We conducted three statistical tests on each of these vectors (nine tests total). Thus, the Bonferroni-corrected significance cutoff for an alpha of .05 is approximately .0055. First, for each bilateral set of homologous brain regions, we tested whether or not the average difference in correlation with the 12 document models was greater than the average difference in correlation with the 12 dependency models using a one-sided paired t test. Second, we tested whether there was a linear effect of dimensionality using linear regression. We coded the regression design matrix with 36 rows and two columns using the values 1, 2, 4, and 6.66 for the different values of the dimensions in the second column (150, 300, 600, and 1,000 divided by 150, or equivalently, 300, 600, 1,200, and 2,000 divided by 300 for the concatenated vectors). The first column was a column of all 1 s, for the intercept. We regressed the difference in region–model correlation values between right and left homologous brain regions onto this design matrix, and conducted a two-sided t test on the significance of the beta coefficient for the slope. Finally, we compared the difference in region-model correlations between right and left homologous brain regions according to different ambiguity constraints using a one-way analysis of variance (ANOVA), coding the groups categorically as using (a) all parts of speech and phrases, (b) all parts of speech and no phrases, and (c) no phrases with only appropriate parts of speech.
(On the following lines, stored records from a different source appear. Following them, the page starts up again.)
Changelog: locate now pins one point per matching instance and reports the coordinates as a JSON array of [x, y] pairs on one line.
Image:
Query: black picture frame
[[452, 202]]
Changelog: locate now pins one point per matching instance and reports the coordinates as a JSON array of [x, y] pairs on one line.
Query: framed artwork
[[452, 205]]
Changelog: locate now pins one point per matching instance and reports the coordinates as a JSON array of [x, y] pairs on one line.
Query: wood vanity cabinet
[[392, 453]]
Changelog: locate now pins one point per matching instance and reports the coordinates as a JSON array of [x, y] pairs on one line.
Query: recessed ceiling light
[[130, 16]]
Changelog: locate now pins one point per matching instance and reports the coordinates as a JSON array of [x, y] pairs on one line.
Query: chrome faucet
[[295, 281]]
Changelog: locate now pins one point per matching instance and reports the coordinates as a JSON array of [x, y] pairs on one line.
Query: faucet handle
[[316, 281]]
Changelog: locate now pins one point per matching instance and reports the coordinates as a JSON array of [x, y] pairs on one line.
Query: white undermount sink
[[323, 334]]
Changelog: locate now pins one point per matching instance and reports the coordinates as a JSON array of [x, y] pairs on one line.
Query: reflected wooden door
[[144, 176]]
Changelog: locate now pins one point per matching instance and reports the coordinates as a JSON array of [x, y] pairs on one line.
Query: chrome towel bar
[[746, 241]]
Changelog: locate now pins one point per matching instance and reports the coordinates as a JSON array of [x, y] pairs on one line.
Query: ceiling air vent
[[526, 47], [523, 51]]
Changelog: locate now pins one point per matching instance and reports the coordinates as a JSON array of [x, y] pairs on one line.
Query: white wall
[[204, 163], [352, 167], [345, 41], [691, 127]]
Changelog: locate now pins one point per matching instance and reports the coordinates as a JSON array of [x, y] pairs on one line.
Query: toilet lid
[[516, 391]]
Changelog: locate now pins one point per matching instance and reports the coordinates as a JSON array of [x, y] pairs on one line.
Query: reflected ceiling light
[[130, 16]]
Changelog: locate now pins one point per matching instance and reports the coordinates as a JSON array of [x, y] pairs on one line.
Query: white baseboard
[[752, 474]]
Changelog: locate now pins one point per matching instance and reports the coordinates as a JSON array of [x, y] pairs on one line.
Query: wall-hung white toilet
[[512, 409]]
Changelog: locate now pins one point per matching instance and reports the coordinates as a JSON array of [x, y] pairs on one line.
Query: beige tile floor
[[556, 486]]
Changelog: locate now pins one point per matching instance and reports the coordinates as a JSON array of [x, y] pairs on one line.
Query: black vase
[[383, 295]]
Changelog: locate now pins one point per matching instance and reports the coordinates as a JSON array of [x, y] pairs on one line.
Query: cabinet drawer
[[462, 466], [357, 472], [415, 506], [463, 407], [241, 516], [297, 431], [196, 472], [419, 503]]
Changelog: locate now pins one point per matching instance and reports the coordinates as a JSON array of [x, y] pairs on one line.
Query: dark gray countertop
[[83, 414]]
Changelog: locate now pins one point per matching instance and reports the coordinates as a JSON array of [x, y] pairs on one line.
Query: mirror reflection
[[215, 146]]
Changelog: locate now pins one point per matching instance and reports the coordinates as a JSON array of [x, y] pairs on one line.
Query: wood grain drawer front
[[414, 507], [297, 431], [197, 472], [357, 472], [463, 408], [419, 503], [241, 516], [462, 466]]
One-tailed, paired t test: Difference in model type correlations in the bilateral superior temporal gyri
Mean Corr. Diff.
Prob > t
One sample, paired t test: Difference in model type correlations in the bilateral inferior frontal gyri
Mean Corr. Diff.
Prob > t
One-way ANOVA: Correlation differences between left versus right middle temporal gyri
Prob > F
These effects are partially consistent with our predictions regarding the theoretical relationships between ambiguity constraints, documents and dependencies, and coarse semantic coding. Both model type and word ambiguity were significant predictors of how the correlation matrices of word representations in the RH and LH correlated with word representation correlation matrices generated by computational models. However, no significant linear effects of dimensionality were found that could explain these differences. Our results provide convergent evidence of the coarse coding hypothesis and its laterality predictions (Beeman, 1998; Jung-Beeman, 2005). Finally, our results also validate the meta-analysis on the extended language network (Ferstl et al., 2008), suggesting that it provides a useful map for locating semantically relevant brain regions in MNI152 space, despite some inconsistency due to the need to convert the coordinates from Talaraich space.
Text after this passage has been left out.